Diagnostic Hearing Assessment
Infants who do not pass their hearing screening will be referred for a diagnostic ABR hearing assessment to confirm or rule out permanent hearing loss no later than three months of age.
When a permanent hearing loss is identified, support services and intervention options will be offered and coordinated with families no later than six months of age.
Transition of Care
At the end of their journey in the EHDI Program, families will be offered coordinated transition to ongoing child development services.
The EHDI Program targets permanent congenital hearing loss (PCHL) in one (unilateral) or both (bilateral) ears. The hearing loss may be sensorineural (including auditory neuropathy spectrum disorder), conductive or mixed in nature.
The EHDI Program uses two types of hearing tests to screen infants for permanent hearing loss:
Automated Transient Evoked Otoacoustic Emission (ATEOAE)
ATEOAE is a screening method that measures how well the cochlea or inner ear is working. A series of clicks is presented at 45-60 dB HL through a probe placed in the infant’s ear canal. The infant’s ear should respond by producing its own sounds which are detected by a small microphone within the probe.
Automated Auditory Brainstem Response (AABR)
AABR is a screening method that measures how the brain and auditory nerve respond to sound. Soft chirping sounds are presented at 40 dB nHL through an ear probe in the infant’s ear. Three sensors placed on the infant’s head pick up the brain’s response to the sound.

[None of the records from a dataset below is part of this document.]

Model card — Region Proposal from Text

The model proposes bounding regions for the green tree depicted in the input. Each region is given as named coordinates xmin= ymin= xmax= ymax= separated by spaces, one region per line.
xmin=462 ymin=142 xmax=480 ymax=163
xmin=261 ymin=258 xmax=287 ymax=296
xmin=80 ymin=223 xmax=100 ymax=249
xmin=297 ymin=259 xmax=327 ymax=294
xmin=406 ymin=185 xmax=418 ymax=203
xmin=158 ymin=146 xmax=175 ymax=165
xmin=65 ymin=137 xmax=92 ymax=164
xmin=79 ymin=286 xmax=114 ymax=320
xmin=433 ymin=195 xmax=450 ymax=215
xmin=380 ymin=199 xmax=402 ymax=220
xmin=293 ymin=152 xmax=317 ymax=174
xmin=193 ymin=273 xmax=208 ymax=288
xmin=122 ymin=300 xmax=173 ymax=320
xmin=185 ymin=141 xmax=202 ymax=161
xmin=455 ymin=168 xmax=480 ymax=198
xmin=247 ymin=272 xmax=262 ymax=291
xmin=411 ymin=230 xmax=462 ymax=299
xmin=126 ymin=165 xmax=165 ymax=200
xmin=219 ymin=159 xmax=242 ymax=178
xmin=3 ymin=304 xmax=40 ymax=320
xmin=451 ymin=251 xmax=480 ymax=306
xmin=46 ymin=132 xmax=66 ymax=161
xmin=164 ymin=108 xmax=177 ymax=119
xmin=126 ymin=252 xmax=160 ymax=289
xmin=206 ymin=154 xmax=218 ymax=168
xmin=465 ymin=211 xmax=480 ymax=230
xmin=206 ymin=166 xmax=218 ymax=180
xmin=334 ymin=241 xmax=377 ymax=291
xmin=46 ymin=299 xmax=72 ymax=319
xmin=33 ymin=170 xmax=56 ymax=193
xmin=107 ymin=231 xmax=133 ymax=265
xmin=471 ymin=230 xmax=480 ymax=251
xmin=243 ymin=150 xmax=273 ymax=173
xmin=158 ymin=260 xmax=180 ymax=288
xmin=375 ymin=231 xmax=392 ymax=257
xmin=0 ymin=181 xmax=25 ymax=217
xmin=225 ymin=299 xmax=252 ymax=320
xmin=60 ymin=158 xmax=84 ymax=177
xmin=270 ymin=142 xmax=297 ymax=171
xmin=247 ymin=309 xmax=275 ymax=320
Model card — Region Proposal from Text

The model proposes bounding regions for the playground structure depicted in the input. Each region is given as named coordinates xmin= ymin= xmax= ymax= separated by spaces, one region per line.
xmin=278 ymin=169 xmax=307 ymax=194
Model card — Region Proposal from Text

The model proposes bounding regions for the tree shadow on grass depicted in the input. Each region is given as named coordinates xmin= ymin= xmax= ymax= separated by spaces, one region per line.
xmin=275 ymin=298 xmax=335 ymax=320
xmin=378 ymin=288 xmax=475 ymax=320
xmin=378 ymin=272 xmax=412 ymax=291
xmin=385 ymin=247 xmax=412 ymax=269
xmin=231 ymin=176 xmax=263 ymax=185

The diagnostic Auditory Brainstem Response (ABR) assessment is a specialized hearing test conducted by an audiologist to confirm or rule out PCHL. This assessment is completed as soon as possible after a ‘Refer’ screening result.
Hearing screening through the EHDI Program has been added to the Provincial Notice of Birth/Stillbirth.
The process used for Public Health to action a “required” indication differs by zone.